Cold Chain Federation accuses government of “breaking promise” on red diesel

Reading, UK: The Cold Chain Federation is demanding answers from Business Secretary Kwasi Kwarteng over broken promises to support food chain businesses when the red diesel rebate is removed from April next year.

The changes to regulations mean that operators will have to pay more than double to power the tens of thousands of fridges – CCF estimates this change will add £100m in additional cost to the supply chain. 

The Federation has written to Kwaarteng following the launch last week of a grant competition for the development of red diesel alternatives for mining, quarrying and construction, which did not include any reference to provision of direct support and left out transport refrigeration entirely.
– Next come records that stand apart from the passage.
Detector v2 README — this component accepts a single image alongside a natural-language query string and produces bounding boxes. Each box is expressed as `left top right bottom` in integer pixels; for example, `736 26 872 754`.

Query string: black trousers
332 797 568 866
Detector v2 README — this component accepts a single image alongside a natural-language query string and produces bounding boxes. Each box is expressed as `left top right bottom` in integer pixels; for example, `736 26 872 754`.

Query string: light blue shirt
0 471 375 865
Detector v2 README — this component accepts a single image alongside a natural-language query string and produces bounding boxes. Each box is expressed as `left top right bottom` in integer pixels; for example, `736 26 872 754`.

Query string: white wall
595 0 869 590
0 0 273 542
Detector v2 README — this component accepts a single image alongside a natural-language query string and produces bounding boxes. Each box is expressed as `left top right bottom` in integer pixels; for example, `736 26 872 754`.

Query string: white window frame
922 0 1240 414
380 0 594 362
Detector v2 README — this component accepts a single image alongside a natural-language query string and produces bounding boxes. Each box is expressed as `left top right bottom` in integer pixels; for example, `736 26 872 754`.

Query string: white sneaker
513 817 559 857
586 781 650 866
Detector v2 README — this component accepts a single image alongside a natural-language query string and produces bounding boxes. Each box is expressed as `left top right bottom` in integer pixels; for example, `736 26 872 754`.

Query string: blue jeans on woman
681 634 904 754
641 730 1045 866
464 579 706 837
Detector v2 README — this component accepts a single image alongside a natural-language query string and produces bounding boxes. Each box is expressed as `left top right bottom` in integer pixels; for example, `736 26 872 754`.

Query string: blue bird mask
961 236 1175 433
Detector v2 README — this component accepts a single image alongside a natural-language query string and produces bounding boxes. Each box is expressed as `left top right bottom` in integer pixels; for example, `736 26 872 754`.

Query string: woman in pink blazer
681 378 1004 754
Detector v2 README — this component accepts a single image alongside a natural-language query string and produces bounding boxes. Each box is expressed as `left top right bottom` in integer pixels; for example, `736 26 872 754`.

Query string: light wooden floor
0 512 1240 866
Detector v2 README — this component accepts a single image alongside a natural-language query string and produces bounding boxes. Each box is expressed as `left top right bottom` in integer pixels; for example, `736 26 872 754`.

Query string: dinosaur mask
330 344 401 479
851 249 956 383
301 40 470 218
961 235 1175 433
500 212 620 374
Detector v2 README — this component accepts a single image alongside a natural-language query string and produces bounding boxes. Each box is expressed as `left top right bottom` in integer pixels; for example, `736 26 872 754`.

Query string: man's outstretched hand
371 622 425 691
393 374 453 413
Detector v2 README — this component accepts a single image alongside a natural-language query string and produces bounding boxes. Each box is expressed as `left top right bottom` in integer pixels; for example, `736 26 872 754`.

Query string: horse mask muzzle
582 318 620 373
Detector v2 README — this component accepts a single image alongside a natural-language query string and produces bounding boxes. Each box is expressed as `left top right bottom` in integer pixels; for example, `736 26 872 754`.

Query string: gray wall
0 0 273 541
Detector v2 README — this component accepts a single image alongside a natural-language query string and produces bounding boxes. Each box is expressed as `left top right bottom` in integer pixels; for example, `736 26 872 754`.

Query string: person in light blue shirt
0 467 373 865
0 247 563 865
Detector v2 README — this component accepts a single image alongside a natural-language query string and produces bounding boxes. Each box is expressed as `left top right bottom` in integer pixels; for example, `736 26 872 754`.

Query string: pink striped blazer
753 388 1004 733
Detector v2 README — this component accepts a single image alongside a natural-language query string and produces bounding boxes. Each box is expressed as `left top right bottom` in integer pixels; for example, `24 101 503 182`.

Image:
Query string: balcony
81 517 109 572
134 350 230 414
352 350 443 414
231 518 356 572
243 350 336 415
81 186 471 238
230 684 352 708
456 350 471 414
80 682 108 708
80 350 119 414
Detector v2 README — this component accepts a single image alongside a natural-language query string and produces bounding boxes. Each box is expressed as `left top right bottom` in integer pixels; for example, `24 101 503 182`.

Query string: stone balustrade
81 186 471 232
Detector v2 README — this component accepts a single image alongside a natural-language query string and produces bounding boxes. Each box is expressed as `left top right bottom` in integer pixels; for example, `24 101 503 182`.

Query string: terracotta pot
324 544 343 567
Shane Brennan, chief executive, Cold Chain Federation, said: “It’s been more than two years since Government announced this tax hike. At every stage they have promised to give support to industry to help the transition. Now with months to go they are leaving food supply chain operators high and dry. 
 
“This snub could not come at a worse time. Businesses are struggling across the food supply chain, fighting to keep food on the shelves, and coping with the worst economic and social crisis since the 1940s. 
 
“We agree that businesses must transition to cleaner equipment, we believe it is possible. Our challenge is that the alternatives that do exist are still limited in number, relatively untested and prohibitively expensive. We asked for more time to transition but this was rejected. We were told financial support (from the multi-billion funds that Government repeatedly announce) would be made available – and yet after months of silence, all the indications are that there is actually no support.  
 
“This is bad faith, undermining confidence and making a bad situation worse for food businesses.” 
 
The letter asks the Department for Business, Energy and Industrial Strategy to provide appropriate support for the transition through:

  • Buying incentives – one-off grants on specific zero emission technology trials or purchases (as seen when electric cars were in their infancy)
  • Scrappage grants for replacing older equipment, carefully designed with the industry to maximise their effectiveness and avoid the issue of ‘stranded assets’
  • Tax incentives to ensure uptake of emission-free technology, such as VAT breaks or extension of ‘super capital allowance’ for qualifying lower emission technology beyond March 2023.